Realtime Voice AI with 100+ Models on Arduino ESP32 with Secure Websockets and Edge Functions for AI Toys, Companions, and Devices

ElatoAI turns an ESP32 into a voice AI client by offloading all the heavy computation to edge functions (Deno or Cloudflare Workers) that proxy to OpenAI Realtime, Gemini Live, ElevenLabs, Hume, and others. The device captures audio, streams it over WebSocket, and plays back the response — no ML runs on the microcontroller itself. It's aimed at people building AI toys, custom voice companions, or educational devices on cheap hardware.

- The architecture is the right call: ESP32 does only audio I/O and WebSocket framing, not inference. Opus at 12kbps/24kHz is a good codec choice for constrained hardware — much better than trying to send raw PCM over WiFi.

- Multi-model support is real, not a checkbox — there are separate server implementations per provider (OpenAI, Gemini, Grok, ElevenLabs, Hume), and the Cloudflare path uses Durable Objects for managing multiple concurrent device sessions, which scales correctly.

- The firmware test suite is unusually thorough for an Arduino project — individual test files for audio streaming, Opus encode/decode, OTA, touch sensor, WiFi captive portal, and speaker radio. That's not typical for this class of project.

- OTA firmware updates and captive-portal WiFi provisioning are built in, which removes two of the most painful parts of shipping any IoT device.

- No barge-in (speech interruption) on the ESP32 side — they list it as a known gap. This is a first-class UX problem for voice assistants; conversations feel robotic when you can't cut off the AI mid-sentence.

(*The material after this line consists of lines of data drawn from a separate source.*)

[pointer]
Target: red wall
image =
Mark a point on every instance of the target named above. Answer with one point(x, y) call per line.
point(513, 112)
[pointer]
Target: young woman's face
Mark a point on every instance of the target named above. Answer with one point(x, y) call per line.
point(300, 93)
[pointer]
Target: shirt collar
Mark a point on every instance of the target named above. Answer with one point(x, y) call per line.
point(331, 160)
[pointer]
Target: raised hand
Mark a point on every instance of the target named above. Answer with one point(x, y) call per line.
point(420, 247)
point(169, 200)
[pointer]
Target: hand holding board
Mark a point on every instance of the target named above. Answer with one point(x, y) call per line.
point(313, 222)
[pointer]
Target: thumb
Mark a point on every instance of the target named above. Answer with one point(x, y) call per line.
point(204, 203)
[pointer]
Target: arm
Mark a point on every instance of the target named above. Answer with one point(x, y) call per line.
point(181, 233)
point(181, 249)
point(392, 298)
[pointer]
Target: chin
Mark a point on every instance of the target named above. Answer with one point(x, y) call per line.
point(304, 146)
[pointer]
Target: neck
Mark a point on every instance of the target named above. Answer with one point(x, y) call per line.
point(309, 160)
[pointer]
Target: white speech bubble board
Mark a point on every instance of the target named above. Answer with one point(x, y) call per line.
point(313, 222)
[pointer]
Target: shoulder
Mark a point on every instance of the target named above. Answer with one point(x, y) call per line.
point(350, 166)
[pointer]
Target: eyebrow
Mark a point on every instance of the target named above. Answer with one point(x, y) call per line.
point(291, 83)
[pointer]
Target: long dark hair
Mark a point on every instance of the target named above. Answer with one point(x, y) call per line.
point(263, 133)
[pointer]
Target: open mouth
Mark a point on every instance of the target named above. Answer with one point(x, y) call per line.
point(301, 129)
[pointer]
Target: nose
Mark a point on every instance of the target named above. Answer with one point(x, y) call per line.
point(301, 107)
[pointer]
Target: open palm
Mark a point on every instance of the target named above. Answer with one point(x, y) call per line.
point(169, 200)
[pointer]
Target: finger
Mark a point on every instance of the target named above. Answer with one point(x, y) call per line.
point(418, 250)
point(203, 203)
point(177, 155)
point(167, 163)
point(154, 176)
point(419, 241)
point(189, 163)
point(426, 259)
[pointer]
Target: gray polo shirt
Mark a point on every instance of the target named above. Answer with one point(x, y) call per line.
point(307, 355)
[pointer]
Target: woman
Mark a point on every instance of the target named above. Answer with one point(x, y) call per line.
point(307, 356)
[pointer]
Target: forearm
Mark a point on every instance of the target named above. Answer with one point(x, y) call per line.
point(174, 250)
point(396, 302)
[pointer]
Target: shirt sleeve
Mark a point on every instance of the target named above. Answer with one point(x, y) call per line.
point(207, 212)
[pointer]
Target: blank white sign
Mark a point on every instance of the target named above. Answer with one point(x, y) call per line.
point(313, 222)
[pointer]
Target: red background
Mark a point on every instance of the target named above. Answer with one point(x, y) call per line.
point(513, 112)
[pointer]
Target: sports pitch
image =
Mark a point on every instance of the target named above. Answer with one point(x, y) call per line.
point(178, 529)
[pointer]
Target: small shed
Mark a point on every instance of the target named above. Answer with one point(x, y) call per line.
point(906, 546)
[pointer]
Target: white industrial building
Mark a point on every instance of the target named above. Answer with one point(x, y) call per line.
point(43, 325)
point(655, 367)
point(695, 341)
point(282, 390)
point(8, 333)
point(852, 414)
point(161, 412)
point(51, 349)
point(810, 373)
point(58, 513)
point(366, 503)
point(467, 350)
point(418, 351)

- The 20-minute session ceiling is a hard wall from edge runtime time limits, not a soft performance constraint. Any use case positioned as an 'always-on companion' hits this and needs a reconnect strategy that the repo doesn't really address.

- API key encryption is marked 'optional', so most people will flash their keys into firmware unencrypted. The README buries the security risk — someone who clones a device or reads its flash gets full API access.

- The project has an obvious commercial layer (Kickstarter hardware, products page) woven into what's framed as an open source framework. The boundary between what you get for free and what requires their hardware or paid tier is never stated clearly.